Haven't they been saying this shit for years? I'll believe it when it happens. Toyota got a late jump on EV's from what I understand, placing a bigger bet on hydrogen but that never really took off.

EDIT: I should learn to RTFA

[–] expatriado@lemmy.world 16 points 1 year ago (1 children)

sink cost fallacy was strong on the hydrogen tech

[–] Alto@kbin.social 1 points 1 year ago (1 children)

For passenger vehicles sure, but hydrogen is likely the war forward for long haul trucks

[–] zurohki@aussie.zone 2 points 1 year ago (1 children)

Maybe. Hydrogen is very expensive.

Companies aren't going to be interested in a technology that makes their fuel costs double or triple.

[–] Lazz45@sh.itjust.works 2 points 1 year ago (1 children)

Hydrogen is going to become more commercially available with it being pushed into the steel industry. It is being trialed for direct injection into blast furnaces in order to reduce carbon emissions, and so far it has been going well. It will need more active supply to make an impact, amd that is already in the works.
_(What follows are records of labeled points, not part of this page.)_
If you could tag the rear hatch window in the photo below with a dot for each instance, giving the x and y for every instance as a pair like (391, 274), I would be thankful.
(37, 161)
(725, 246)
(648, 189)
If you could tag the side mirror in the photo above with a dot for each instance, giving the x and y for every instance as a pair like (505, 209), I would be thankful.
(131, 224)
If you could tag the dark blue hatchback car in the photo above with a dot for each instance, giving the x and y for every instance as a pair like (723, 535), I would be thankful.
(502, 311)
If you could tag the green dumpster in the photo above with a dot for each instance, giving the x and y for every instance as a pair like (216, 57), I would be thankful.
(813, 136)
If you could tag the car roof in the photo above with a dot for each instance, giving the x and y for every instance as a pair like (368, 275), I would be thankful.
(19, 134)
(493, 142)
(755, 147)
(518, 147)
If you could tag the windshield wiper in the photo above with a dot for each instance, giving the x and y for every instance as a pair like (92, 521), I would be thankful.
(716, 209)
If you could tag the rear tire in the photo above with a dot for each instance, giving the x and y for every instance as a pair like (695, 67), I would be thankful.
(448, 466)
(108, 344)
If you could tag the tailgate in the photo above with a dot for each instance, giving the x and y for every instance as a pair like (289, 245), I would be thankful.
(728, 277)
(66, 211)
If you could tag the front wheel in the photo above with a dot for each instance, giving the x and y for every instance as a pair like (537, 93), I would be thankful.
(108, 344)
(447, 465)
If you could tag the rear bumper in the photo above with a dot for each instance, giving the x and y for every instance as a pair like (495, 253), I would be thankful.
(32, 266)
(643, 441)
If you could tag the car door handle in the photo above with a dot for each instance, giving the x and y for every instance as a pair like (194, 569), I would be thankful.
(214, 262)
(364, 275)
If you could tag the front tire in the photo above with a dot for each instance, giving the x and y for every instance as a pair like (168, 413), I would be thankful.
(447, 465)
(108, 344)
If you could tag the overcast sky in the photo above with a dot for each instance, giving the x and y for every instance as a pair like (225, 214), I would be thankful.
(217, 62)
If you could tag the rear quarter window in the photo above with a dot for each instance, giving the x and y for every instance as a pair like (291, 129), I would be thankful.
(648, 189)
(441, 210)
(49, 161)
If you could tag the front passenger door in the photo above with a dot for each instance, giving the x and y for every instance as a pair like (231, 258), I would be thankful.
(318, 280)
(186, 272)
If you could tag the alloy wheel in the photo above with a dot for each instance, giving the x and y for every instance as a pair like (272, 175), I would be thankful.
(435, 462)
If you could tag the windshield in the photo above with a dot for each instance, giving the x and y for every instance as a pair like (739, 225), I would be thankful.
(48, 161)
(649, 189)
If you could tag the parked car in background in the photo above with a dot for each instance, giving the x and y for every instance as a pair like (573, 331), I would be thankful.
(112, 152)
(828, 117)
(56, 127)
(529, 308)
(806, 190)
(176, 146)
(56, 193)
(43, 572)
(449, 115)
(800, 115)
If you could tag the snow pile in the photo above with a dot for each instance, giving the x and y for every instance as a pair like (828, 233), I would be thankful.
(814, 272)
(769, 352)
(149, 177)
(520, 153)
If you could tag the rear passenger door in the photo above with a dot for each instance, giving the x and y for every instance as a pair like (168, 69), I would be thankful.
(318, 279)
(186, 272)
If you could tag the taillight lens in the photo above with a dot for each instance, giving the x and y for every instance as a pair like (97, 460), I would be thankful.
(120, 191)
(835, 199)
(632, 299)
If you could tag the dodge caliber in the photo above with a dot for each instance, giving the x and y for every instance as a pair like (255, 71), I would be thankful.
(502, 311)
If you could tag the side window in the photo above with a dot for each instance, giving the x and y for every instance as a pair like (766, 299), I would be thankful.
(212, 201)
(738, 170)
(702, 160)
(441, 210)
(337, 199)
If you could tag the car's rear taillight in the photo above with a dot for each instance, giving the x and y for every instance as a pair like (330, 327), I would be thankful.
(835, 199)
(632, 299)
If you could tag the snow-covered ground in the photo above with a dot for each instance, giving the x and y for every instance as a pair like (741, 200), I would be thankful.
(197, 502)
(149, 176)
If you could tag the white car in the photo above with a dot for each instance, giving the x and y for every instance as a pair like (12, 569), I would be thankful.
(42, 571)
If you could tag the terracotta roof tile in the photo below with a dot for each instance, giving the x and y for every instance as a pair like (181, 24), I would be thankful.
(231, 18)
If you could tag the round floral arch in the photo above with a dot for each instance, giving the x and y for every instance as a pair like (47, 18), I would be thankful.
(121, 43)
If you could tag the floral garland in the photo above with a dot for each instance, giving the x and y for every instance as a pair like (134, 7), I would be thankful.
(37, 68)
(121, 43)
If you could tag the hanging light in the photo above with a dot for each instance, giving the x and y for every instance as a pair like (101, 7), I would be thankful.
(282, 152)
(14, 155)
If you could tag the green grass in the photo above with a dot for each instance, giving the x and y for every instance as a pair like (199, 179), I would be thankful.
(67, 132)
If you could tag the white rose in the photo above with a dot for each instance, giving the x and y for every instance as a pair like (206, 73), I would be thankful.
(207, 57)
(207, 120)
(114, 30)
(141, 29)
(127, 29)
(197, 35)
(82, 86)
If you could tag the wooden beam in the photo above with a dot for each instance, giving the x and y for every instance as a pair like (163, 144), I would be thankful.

Source: I work for a steel company who is trialing this currently, and hydrogen providers are stepping up their infrastructure as we speak

[–] zurohki@aussie.zone 2 points 1 year ago (1 children)

You're actually using the hydrogen instead of inefficiently turning it into electricity and driving electric vehicles with it, so I'm not sure why you thought this was relevant to bring up in a discussion about hydrogen fuel cell vehicles.

[–] Eheran@lemmy.world 2 points 1 year ago

Completely correct observation. 70 % conversion of electricity to hydrogen 50 % loss for storage 70 % conversion back to electricity = 0.70.50.7 = 25 % efficiency. Absolutely abysmally low. Unless there is a lot of renewable in the electricity mix, it is even worse than ICE!

Naah your cynicism is well founded, let's see what actually gets delivered in 2026 before believing marketing claims with no proof in the article.